Every improvement in secrecy invited an improvement in analysis.

Frequency analysis helped create the arms race at the centre of cryptographic history:

Code-makers try to hide patterns.
Code-breakers search for whatever patterns remain.

That arms race still defines cryptography today.

Why Frequency Analysis Was So Useful

Frequency analysis was powerful because it could work from ciphertext alone.

That matters.

In many historical situations, an attacker might have only an intercepted message. They might not know the key. They might not know the substitution alphabet. They might not know the exact content. But if they knew or suspected the language, they had a starting point.

Frequency analysis also scaled well by hand. It required patience, not advanced machinery. A careful person could count letters, mark repeated groups, list likely mappings, and gradually reconstruct the message.

It was especially useful against:

Caesar shift ciphers
Atbash-style fixed substitution
keyword substitution ciphers
general monoalphabetic substitution
simple transposition ciphers, as a diagnostic clue
some badly used homophonic systems
parts of Vigenere-style ciphers once the key length was known

It also gave cryptanalysts diagnostic information.

Even when frequency analysis did not immediately decrypt a message, it could suggest what kind of cipher had been used.

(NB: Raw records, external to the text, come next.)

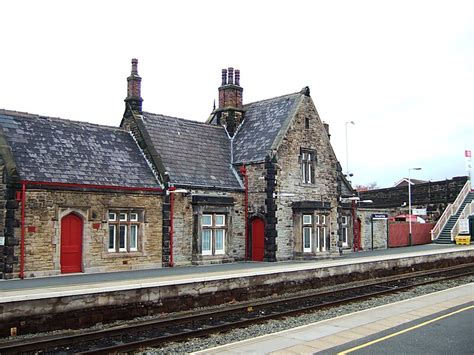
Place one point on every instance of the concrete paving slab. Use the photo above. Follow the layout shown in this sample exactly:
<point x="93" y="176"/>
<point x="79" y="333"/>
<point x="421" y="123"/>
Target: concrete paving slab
<point x="335" y="334"/>
<point x="314" y="332"/>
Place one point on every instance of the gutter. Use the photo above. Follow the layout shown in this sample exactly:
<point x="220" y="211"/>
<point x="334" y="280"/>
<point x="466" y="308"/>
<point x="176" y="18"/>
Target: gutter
<point x="171" y="192"/>
<point x="22" y="242"/>
<point x="89" y="186"/>
<point x="243" y="171"/>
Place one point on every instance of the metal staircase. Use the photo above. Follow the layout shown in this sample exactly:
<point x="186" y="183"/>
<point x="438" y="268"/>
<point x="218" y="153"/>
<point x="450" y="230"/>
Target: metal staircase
<point x="446" y="236"/>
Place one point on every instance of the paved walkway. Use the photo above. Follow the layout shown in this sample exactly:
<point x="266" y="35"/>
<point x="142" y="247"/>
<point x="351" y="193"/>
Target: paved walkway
<point x="80" y="284"/>
<point x="190" y="271"/>
<point x="327" y="334"/>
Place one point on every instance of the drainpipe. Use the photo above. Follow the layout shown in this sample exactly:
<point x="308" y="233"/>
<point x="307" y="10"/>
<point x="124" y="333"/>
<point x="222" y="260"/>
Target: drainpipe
<point x="22" y="242"/>
<point x="243" y="171"/>
<point x="171" y="190"/>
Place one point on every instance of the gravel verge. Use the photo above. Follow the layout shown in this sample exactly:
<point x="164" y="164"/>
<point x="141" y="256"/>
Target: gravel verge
<point x="197" y="344"/>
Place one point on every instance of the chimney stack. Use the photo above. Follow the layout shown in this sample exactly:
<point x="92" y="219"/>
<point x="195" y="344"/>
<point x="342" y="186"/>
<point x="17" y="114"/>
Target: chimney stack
<point x="230" y="92"/>
<point x="134" y="82"/>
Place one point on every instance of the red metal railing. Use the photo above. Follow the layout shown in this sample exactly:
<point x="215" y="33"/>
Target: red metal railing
<point x="450" y="210"/>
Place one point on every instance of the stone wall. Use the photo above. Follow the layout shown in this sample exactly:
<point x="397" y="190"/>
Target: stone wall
<point x="44" y="210"/>
<point x="291" y="189"/>
<point x="373" y="233"/>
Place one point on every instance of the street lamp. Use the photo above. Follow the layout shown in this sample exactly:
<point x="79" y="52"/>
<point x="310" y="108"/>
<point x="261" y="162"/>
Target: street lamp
<point x="355" y="228"/>
<point x="347" y="149"/>
<point x="409" y="203"/>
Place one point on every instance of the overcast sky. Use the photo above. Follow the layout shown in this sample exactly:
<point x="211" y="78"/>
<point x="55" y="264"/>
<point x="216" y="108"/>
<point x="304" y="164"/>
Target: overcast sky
<point x="401" y="70"/>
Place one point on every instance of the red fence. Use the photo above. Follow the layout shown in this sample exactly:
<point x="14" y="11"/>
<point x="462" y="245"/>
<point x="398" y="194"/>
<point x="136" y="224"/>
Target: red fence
<point x="398" y="234"/>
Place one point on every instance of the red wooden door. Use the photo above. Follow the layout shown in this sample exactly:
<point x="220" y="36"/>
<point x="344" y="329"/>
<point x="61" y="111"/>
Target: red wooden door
<point x="71" y="244"/>
<point x="258" y="243"/>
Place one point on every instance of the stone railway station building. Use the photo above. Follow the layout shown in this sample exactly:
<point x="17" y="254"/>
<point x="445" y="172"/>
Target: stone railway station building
<point x="257" y="181"/>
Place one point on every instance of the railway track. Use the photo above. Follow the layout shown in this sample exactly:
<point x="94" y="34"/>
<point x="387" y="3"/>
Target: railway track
<point x="133" y="336"/>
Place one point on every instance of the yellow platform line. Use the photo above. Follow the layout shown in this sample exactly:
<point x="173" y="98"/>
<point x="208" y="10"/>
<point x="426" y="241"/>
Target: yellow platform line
<point x="403" y="331"/>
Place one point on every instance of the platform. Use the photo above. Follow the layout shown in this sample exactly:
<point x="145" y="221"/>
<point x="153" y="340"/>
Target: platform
<point x="81" y="300"/>
<point x="76" y="284"/>
<point x="361" y="330"/>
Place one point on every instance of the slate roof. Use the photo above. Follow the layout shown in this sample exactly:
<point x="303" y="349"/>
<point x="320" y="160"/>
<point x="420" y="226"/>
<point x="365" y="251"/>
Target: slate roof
<point x="49" y="149"/>
<point x="264" y="120"/>
<point x="194" y="153"/>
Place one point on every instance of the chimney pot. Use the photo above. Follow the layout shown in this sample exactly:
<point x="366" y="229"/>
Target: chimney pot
<point x="134" y="100"/>
<point x="224" y="77"/>
<point x="134" y="66"/>
<point x="237" y="77"/>
<point x="230" y="76"/>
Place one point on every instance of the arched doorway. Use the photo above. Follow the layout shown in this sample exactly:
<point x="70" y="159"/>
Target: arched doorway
<point x="258" y="239"/>
<point x="71" y="244"/>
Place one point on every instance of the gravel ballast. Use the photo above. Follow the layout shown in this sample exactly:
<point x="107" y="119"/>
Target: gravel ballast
<point x="197" y="344"/>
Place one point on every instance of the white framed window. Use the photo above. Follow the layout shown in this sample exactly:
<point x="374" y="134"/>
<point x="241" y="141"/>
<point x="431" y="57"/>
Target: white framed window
<point x="345" y="242"/>
<point x="219" y="235"/>
<point x="213" y="234"/>
<point x="112" y="237"/>
<point x="323" y="239"/>
<point x="219" y="220"/>
<point x="344" y="230"/>
<point x="318" y="236"/>
<point x="134" y="237"/>
<point x="308" y="163"/>
<point x="124" y="231"/>
<point x="307" y="233"/>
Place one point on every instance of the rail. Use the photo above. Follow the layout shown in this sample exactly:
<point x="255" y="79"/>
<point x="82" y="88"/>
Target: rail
<point x="450" y="210"/>
<point x="466" y="212"/>
<point x="156" y="332"/>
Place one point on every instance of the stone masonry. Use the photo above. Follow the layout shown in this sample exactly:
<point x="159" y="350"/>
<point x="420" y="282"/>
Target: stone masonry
<point x="290" y="187"/>
<point x="44" y="210"/>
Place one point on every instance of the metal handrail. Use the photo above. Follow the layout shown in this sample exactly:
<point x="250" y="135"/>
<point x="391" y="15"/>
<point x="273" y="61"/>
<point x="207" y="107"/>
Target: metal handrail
<point x="468" y="209"/>
<point x="450" y="210"/>
<point x="436" y="231"/>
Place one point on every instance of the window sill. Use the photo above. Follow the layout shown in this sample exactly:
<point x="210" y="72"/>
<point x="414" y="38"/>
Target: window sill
<point x="122" y="254"/>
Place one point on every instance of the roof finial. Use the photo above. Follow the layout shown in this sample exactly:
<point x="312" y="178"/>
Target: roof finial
<point x="305" y="91"/>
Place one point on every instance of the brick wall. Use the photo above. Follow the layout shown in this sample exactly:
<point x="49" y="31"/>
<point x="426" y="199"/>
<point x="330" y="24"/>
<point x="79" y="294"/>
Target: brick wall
<point x="44" y="210"/>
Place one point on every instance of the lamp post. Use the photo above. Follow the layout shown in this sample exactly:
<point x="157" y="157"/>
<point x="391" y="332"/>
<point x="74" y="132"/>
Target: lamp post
<point x="355" y="227"/>
<point x="347" y="149"/>
<point x="409" y="203"/>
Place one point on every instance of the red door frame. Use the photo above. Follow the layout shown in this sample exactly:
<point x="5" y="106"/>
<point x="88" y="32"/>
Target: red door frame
<point x="257" y="227"/>
<point x="72" y="227"/>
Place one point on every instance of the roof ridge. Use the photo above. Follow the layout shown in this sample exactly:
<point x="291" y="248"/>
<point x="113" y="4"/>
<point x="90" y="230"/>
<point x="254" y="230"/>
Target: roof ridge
<point x="273" y="98"/>
<point x="184" y="120"/>
<point x="28" y="115"/>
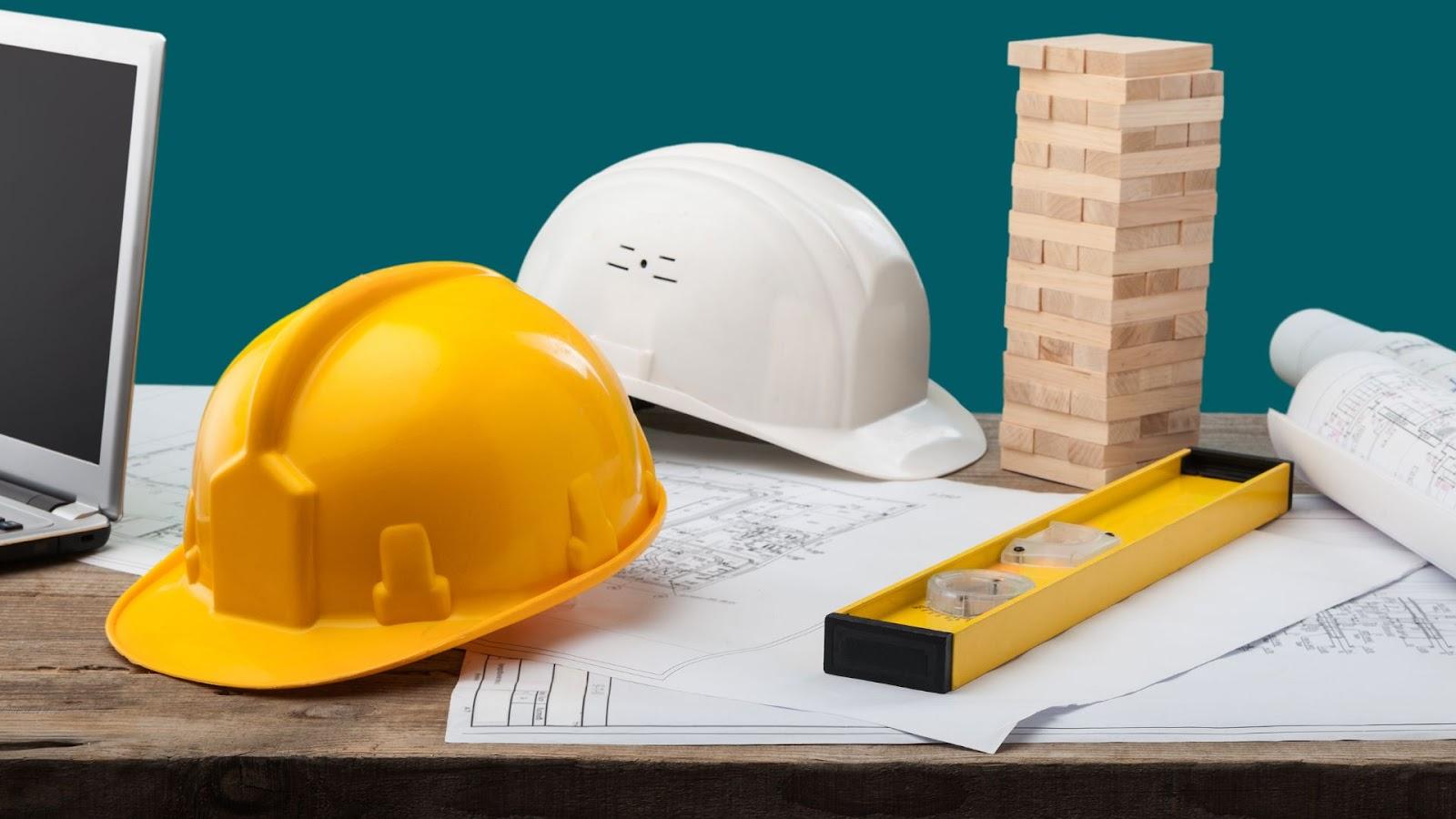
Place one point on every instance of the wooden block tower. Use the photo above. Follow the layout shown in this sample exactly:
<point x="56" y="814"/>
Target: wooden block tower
<point x="1111" y="237"/>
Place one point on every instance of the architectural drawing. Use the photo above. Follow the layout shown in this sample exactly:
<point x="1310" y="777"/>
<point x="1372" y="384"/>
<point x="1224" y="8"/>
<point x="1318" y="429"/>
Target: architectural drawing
<point x="725" y="522"/>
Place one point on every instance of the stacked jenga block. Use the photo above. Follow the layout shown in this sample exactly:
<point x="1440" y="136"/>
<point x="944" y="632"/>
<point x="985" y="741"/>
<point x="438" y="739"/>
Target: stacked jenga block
<point x="1111" y="237"/>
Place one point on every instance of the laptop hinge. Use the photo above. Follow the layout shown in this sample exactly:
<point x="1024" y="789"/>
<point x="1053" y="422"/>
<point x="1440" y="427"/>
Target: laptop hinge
<point x="75" y="511"/>
<point x="31" y="497"/>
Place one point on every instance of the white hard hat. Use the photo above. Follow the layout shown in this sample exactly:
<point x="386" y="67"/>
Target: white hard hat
<point x="762" y="295"/>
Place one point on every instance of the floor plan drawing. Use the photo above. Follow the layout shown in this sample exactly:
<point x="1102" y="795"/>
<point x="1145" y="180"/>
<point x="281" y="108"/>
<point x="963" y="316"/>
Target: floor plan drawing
<point x="725" y="522"/>
<point x="1412" y="615"/>
<point x="1398" y="421"/>
<point x="504" y="700"/>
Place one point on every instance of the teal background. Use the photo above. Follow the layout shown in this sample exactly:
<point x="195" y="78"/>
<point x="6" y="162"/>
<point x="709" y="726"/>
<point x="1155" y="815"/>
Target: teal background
<point x="302" y="145"/>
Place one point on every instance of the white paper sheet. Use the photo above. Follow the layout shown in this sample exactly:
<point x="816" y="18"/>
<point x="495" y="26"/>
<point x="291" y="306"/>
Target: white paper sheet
<point x="165" y="426"/>
<point x="159" y="471"/>
<point x="757" y="634"/>
<point x="1398" y="640"/>
<point x="1376" y="668"/>
<point x="502" y="700"/>
<point x="1380" y="439"/>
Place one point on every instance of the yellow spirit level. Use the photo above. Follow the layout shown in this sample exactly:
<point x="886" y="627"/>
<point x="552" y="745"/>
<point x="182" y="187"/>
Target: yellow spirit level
<point x="963" y="617"/>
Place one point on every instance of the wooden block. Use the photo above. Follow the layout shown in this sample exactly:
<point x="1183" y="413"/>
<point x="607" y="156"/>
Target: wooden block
<point x="1087" y="235"/>
<point x="1023" y="344"/>
<point x="1128" y="286"/>
<point x="1091" y="358"/>
<point x="1205" y="133"/>
<point x="1176" y="86"/>
<point x="1136" y="334"/>
<point x="1077" y="281"/>
<point x="1034" y="106"/>
<point x="1055" y="350"/>
<point x="1165" y="186"/>
<point x="1110" y="55"/>
<point x="1094" y="259"/>
<point x="1084" y="332"/>
<point x="1067" y="58"/>
<point x="1070" y="109"/>
<point x="1087" y="453"/>
<point x="1149" y="212"/>
<point x="1150" y="113"/>
<point x="1070" y="426"/>
<point x="1041" y="395"/>
<point x="1143" y="57"/>
<point x="1060" y="256"/>
<point x="1103" y="188"/>
<point x="1174" y="421"/>
<point x="1196" y="230"/>
<point x="1026" y="201"/>
<point x="1052" y="445"/>
<point x="1023" y="296"/>
<point x="1026" y="55"/>
<point x="1089" y="86"/>
<point x="1059" y="302"/>
<point x="1135" y="405"/>
<point x="1030" y="153"/>
<point x="1018" y="438"/>
<point x="1103" y="385"/>
<point x="1164" y="281"/>
<point x="1206" y="84"/>
<point x="1092" y="87"/>
<point x="1150" y="162"/>
<point x="1200" y="179"/>
<point x="1070" y="135"/>
<point x="1138" y="138"/>
<point x="1159" y="305"/>
<point x="1057" y="206"/>
<point x="1171" y="136"/>
<point x="1191" y="325"/>
<point x="1062" y="471"/>
<point x="1193" y="278"/>
<point x="1026" y="249"/>
<point x="1067" y="157"/>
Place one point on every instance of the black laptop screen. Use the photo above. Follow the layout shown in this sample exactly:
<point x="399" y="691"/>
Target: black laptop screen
<point x="65" y="138"/>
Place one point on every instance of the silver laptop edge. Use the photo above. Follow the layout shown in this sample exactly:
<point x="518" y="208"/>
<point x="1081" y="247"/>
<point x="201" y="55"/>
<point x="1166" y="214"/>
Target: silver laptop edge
<point x="87" y="489"/>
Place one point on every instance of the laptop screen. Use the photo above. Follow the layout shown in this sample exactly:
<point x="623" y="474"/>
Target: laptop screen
<point x="65" y="142"/>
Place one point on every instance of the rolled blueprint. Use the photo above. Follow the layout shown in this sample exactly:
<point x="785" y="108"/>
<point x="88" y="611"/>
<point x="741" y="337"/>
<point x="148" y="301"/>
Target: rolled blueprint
<point x="1309" y="337"/>
<point x="1373" y="426"/>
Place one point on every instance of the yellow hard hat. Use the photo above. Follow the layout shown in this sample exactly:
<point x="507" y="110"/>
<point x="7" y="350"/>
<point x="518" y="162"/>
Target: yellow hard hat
<point x="417" y="458"/>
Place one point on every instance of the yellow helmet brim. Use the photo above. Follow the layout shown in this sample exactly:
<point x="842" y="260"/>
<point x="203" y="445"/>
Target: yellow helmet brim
<point x="165" y="624"/>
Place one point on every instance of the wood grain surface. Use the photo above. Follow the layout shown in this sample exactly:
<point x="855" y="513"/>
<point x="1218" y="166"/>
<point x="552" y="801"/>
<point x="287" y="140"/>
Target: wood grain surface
<point x="84" y="731"/>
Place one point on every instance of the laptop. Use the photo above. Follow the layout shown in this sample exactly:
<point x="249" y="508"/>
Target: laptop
<point x="77" y="136"/>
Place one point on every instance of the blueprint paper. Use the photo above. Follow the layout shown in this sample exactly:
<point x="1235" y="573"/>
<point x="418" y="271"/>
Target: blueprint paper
<point x="502" y="700"/>
<point x="165" y="428"/>
<point x="1375" y="668"/>
<point x="749" y="625"/>
<point x="1380" y="439"/>
<point x="1397" y="639"/>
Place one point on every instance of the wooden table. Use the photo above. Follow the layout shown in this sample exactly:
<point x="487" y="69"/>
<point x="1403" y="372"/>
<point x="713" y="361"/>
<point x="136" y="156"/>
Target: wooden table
<point x="80" y="726"/>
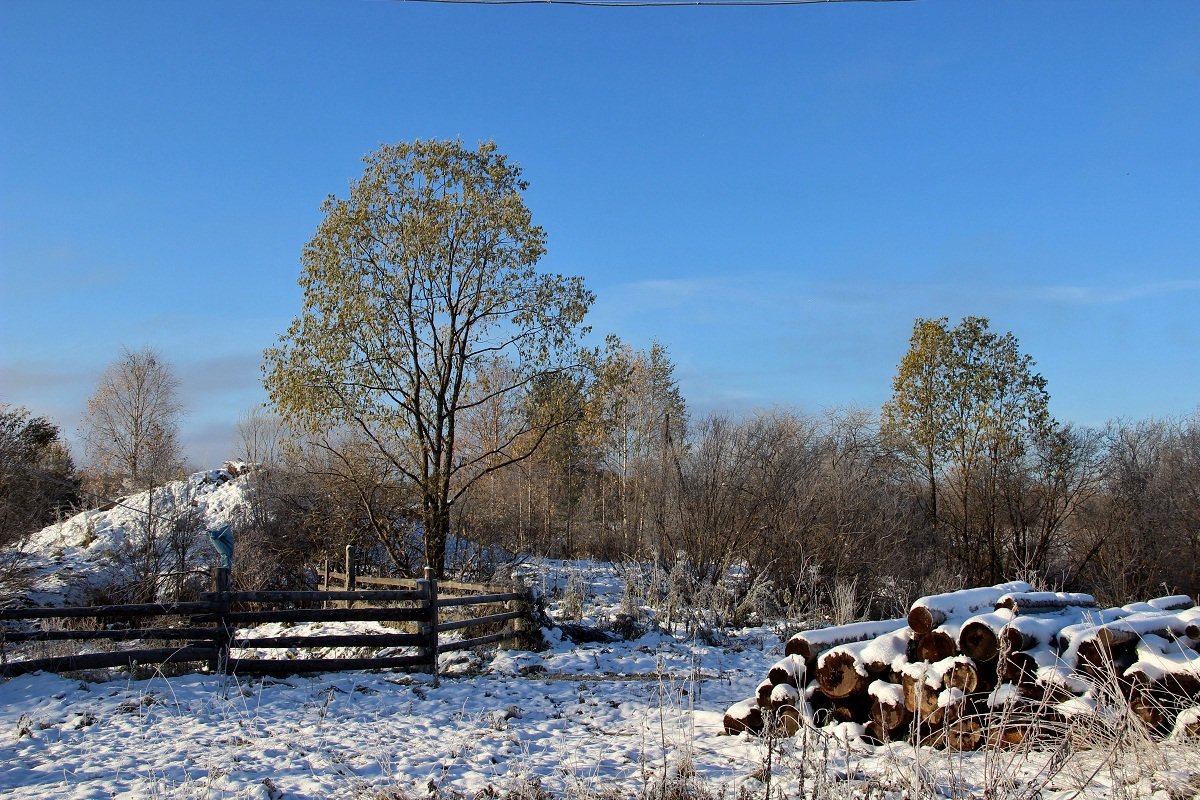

A highly uneven frequency distribution might suggest:

simple substitution
transposition
ordinary language with letters rearranged

A flatter distribution might suggest:

polyalphabetic substitution
compression
encoding
modern encryption
random-looking data

Repeated groups might suggest:

recurring plaintext
repeated keys
formulaic openings
common words

So frequency analysis is both an attack and an investigative instrument.

The Limits: When Counting Letters Misleads You

Frequency analysis is powerful, but it is not magic.

The most common mistake is overconfidence. People learn that E is the most common letter in English, then assume the most common ciphertext symbol must represent E.

Sometimes it does. Often it does not.

Several things can weaken or defeat simple frequency analysis.

Short Messages

Short texts do not reliably follow normal language frequencies.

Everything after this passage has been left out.